La circonstance que l’approche mathématique et l’approche par la rentabilité aient été combinées ne suffit pas davantage à inclure dans l’évaluation de la valeur vénale ainsi obtenue la perte résultant pour de tels biens de l’impossibilité de les convertir immédiatement en liquidités sur un marché organisé.

En outre, aucun mécanisme particulier ne permettait de compenser la faible liquidité des titres. A cet égard, la Cour souligne que la circonstance que la cession ait porté sur une part majoritaire des titres ne supprime pas, à elle seule, leur moindre liquidité pour l’acquéreur.

Elle en conclut dès lors que la société cédante revendiquait, à bon droit, l’application d’une décote de 30 % en raison de la faible liquidité des titres cédés, la taille de la société et sa dépendance à ses dirigeants sur la base d’un certain nombre d’éléments (société de petite taille exerçant son activité sur un marché international extrêmement concurrentiel, dominé par de grandes entreprises disposant d’un savoir-faire au moins équivalent, absence d’exploitation de brevet ou de contrats d’exclusivité avec ses distributeurs à l’étranger, risque de substitution de ses produits par ceux de ses concurrents, petite taille de ses partenaires étrangers, exposition à des risques de perte de change et de défaut de paiement notamment ..).

Sur l’existence d’un écart significatif entre le prix de cession et la valeur vénale des titres

La Cour juge ensuite que la valeur vénale des titres, telle qu’évaluée par l’Administration et après application de la décote de 30 %, excède de moins de 15 % le prix de cession constaté (lui-même au demeurant très proche de la valeur mathématique calculée par l’Administration et retenue à hauteur de 2/3 dans sa pondération).

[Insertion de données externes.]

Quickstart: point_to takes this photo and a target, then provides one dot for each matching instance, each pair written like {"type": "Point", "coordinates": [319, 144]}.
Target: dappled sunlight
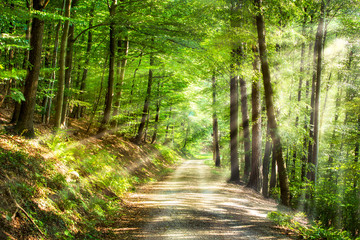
{"type": "Point", "coordinates": [196, 203]}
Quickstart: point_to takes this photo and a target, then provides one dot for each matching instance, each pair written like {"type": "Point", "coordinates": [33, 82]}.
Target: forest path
{"type": "Point", "coordinates": [195, 202]}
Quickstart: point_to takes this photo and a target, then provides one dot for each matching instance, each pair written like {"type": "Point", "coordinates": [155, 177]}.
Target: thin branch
{"type": "Point", "coordinates": [46, 3]}
{"type": "Point", "coordinates": [87, 29]}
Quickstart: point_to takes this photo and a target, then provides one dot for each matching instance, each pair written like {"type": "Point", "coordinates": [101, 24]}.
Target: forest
{"type": "Point", "coordinates": [268, 89]}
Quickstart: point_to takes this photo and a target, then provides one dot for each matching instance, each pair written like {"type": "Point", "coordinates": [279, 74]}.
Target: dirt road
{"type": "Point", "coordinates": [195, 202]}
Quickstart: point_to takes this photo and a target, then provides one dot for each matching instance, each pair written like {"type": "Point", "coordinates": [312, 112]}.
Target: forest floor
{"type": "Point", "coordinates": [193, 202]}
{"type": "Point", "coordinates": [196, 202]}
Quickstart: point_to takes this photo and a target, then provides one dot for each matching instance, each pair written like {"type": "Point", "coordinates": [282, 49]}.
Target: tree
{"type": "Point", "coordinates": [315, 97]}
{"type": "Point", "coordinates": [110, 87]}
{"type": "Point", "coordinates": [216, 149]}
{"type": "Point", "coordinates": [146, 103]}
{"type": "Point", "coordinates": [25, 123]}
{"type": "Point", "coordinates": [62, 58]}
{"type": "Point", "coordinates": [254, 181]}
{"type": "Point", "coordinates": [270, 110]}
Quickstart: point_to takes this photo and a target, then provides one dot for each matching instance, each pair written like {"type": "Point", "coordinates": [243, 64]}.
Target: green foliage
{"type": "Point", "coordinates": [314, 231]}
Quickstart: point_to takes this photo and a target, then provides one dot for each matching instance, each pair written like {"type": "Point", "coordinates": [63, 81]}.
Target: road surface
{"type": "Point", "coordinates": [195, 202]}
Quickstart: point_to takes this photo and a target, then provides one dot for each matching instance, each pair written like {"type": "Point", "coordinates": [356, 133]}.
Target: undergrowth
{"type": "Point", "coordinates": [71, 195]}
{"type": "Point", "coordinates": [314, 231]}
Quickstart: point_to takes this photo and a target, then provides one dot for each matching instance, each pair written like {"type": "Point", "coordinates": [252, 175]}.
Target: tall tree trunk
{"type": "Point", "coordinates": [146, 125]}
{"type": "Point", "coordinates": [254, 181]}
{"type": "Point", "coordinates": [314, 147]}
{"type": "Point", "coordinates": [167, 139]}
{"type": "Point", "coordinates": [123, 49]}
{"type": "Point", "coordinates": [25, 124]}
{"type": "Point", "coordinates": [110, 88]}
{"type": "Point", "coordinates": [234, 109]}
{"type": "Point", "coordinates": [273, 176]}
{"type": "Point", "coordinates": [68, 64]}
{"type": "Point", "coordinates": [146, 103]}
{"type": "Point", "coordinates": [86, 64]}
{"type": "Point", "coordinates": [158, 103]}
{"type": "Point", "coordinates": [283, 177]}
{"type": "Point", "coordinates": [216, 148]}
{"type": "Point", "coordinates": [97, 101]}
{"type": "Point", "coordinates": [61, 80]}
{"type": "Point", "coordinates": [245, 128]}
{"type": "Point", "coordinates": [301, 78]}
{"type": "Point", "coordinates": [16, 112]}
{"type": "Point", "coordinates": [266, 163]}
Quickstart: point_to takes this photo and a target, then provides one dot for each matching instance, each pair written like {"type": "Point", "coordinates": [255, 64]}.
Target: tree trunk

Elle en conclut que l’écart de prix ne présente pas un caractère significatif et n’est, dès lors, pas constitutif d’une minoration de prix relevant d’une gestion commerciale anormale.

Rappelons que le juge de l’impôt considère, en règle générale, qu’un écart significatif est un écart avoisinant au moins les 20 % (CE, 3 juillet 2009, n°301299 ou encore CE, 31 mars 2010, n°297307).

Toutefois, le Conseil d’État est venu récemment nuancer cette position, en jugeant – implicitement – qu’un écart inférieur à 20 % pouvait, sous certaines conditions, constituer un écart significatif (CE, 26 octobre 2021, n°426461).